Born in Atlanta, Ga., Gavins was the seventh of eight children in his family and went on to pursue his higher education at the Virginia Union University in Richmond, Va., until his graduation in 1964. He then earned both his master’s and Ph.D. degrees in history at the University of Virginia, becoming the first African American to earn a Ph.D. in the history in the university’s Graduate School of Arts and Sciences in 1967. 

Gavins taught Duke's first course in African-American history in the Fall 1970. Waldo Martin, now the Alexander F. and May T. Morrison professor of American history and citizenship at University of California at Berkeley, said he remembers taking the class as a sophomore.

“I think it was one of the key inspirations on my road to becoming a historian. I’m not sure I would have become a historian if I hadn’t taken Ray’s class. I didn’t really like history that much,” Martin, Trinity ‘73, said. “Ray’s class inspired me. I saw myself in that class.”

Joining the Duke faculty at a time when there were only a handful of African-American students at the University, Gavins made mentoring scholars of color a priority. 

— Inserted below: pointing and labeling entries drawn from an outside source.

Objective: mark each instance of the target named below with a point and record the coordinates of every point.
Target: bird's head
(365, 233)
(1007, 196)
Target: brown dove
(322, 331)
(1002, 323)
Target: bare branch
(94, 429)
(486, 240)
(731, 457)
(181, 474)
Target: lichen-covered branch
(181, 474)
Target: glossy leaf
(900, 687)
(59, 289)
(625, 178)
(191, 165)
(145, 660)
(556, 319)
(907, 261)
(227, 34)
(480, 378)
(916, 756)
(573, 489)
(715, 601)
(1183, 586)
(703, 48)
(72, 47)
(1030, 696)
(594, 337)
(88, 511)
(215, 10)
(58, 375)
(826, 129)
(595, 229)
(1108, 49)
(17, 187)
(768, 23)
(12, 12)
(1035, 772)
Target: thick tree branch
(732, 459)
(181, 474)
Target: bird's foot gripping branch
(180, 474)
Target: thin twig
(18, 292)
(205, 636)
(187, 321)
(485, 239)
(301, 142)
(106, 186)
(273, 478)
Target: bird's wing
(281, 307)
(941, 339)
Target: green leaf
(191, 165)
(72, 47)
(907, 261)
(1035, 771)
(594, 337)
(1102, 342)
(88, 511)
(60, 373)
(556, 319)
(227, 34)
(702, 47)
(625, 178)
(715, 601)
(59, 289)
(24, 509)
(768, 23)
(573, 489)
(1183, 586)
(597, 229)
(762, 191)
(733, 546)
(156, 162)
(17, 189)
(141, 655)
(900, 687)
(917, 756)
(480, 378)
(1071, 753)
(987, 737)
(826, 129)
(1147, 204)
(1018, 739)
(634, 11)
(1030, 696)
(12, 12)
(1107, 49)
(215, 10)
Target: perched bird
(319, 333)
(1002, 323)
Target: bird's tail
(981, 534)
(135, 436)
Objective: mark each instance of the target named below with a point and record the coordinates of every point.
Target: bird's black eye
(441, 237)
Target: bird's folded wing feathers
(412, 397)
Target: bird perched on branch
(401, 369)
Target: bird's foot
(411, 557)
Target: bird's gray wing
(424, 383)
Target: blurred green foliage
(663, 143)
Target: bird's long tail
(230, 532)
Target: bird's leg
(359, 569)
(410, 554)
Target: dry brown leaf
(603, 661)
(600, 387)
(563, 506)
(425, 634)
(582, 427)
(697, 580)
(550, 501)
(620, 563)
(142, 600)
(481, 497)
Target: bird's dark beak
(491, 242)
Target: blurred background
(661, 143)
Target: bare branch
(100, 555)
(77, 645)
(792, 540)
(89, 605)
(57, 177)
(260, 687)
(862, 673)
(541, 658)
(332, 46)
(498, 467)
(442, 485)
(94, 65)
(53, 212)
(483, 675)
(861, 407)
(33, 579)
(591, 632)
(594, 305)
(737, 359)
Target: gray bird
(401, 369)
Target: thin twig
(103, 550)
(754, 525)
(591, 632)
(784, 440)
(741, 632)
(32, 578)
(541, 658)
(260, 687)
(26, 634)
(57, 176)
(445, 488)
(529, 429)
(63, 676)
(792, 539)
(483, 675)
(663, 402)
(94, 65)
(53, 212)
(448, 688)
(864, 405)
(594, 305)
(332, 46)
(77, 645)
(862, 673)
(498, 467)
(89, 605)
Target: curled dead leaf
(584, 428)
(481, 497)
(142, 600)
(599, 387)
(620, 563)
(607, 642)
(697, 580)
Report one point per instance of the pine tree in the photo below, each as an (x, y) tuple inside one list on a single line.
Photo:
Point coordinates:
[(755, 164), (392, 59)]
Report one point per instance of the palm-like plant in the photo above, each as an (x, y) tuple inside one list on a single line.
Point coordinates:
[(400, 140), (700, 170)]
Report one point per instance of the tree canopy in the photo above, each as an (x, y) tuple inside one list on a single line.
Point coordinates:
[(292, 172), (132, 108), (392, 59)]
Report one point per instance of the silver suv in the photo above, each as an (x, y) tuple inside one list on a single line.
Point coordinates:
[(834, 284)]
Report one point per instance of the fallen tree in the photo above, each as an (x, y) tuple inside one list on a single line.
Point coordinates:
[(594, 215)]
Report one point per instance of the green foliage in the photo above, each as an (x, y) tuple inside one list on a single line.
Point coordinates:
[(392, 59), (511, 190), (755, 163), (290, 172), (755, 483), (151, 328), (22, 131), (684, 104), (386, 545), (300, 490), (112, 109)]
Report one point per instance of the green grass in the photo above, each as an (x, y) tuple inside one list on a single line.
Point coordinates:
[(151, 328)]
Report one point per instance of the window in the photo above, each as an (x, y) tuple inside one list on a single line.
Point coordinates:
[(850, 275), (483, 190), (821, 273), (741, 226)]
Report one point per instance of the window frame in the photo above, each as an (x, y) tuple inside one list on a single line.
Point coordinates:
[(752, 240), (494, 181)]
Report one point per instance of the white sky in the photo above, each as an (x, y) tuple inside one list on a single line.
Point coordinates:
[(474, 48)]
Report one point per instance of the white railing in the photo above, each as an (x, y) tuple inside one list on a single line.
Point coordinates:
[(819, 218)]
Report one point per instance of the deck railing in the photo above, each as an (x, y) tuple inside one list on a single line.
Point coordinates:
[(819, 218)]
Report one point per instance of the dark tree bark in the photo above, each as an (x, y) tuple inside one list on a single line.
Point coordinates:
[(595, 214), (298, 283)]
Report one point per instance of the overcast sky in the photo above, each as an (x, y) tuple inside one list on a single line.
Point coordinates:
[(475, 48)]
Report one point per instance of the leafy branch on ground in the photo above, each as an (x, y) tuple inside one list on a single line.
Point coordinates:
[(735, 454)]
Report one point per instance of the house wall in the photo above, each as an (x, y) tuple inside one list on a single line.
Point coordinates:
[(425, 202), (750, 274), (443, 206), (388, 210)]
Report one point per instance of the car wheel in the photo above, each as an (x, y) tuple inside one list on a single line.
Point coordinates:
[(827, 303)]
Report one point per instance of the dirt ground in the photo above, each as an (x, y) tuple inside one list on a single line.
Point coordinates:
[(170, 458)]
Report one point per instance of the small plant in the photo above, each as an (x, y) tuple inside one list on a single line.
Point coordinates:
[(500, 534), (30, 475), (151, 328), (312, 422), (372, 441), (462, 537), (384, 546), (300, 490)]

“I believe Dr. Gavins should be honored by having the Carr Building renamed for him because he worked tirelessly to diversify the historical profession within the academy,” said Crystal Sanders, Trinity '05 and associate professor of history and African American Studies at Pennsylvania State University, for whom Gavins served as her Mellon Mays Undergraduate Fellowship advisor as well as her honors thesis advisor. 

As an African-American woman from a rural small town in eastern North Carolina, Sanders said it was very important for her to see someone in the history department who was not white. 

“Representation matters, but it wasn’t just seeing him—he encouraged me and told me I had what it took to be a historian and enter the historical profession as a scholar, educator and author,” Sanders said. "Him believing in me allowed me to believe in myself."

Gavins’ pioneering work helped create the field of Afro-American history and highlight the importance of social history and oral tradition. He also made African-American history classes at Duke popular. 

According to his former students, Gavins impacted thousands of students with the message of pursuing truth in African-American history beyond the scope of the implementation of white supremacy but also studying social history and oral traditions to record the people’s history.

Chronicle File Photo
Chronicle File Photo

His groundbreaking scholarship included cofounding the Behind the Veil project which documented oral history interviews of African-American life in the Jim Crow South from the 1890s to the 1950s. He also helped launch the history department’s Oral History Program.

Now teaching at Georgetown Law School and writing legal history, Brad Snyder, Trinity '94, said Gavins inspired many of his current endeavors. 

“His office was an intellectual greenhouse and the door was always open as he supervised my honors thesis for three years. His classes changed my life," Snyder said. "He was my biggest fan. I miss him so much. I wish I could tell him about what’s going on in my life. I dedicated my second book to him." 

Philip Rubio, Graduate School ’06, said Gavins encouraged students to examine history critically, which is exactly what students did by challenging of the landscape of confederate monuments and through the later demonstrations on campus were. 

Braxton Shelley, Trinity ’12 and assistant professor in the music department at Harvard, said he credited Gavins for the nuts and bolts of his academic foundation.

“Renaming the Carr building in his honor would be a fitting tribute that would point to some of the work he did in nearly half a century on the faculty. It’s a no brainer and I really hope to see it happen,” Shelley said. “Very rarely a week goes by where I don’t think about him…that really inestimable amount of impact is certainly worthy of a building.”

Editor's note: This article was updated to include Sanders' current academic affiliation.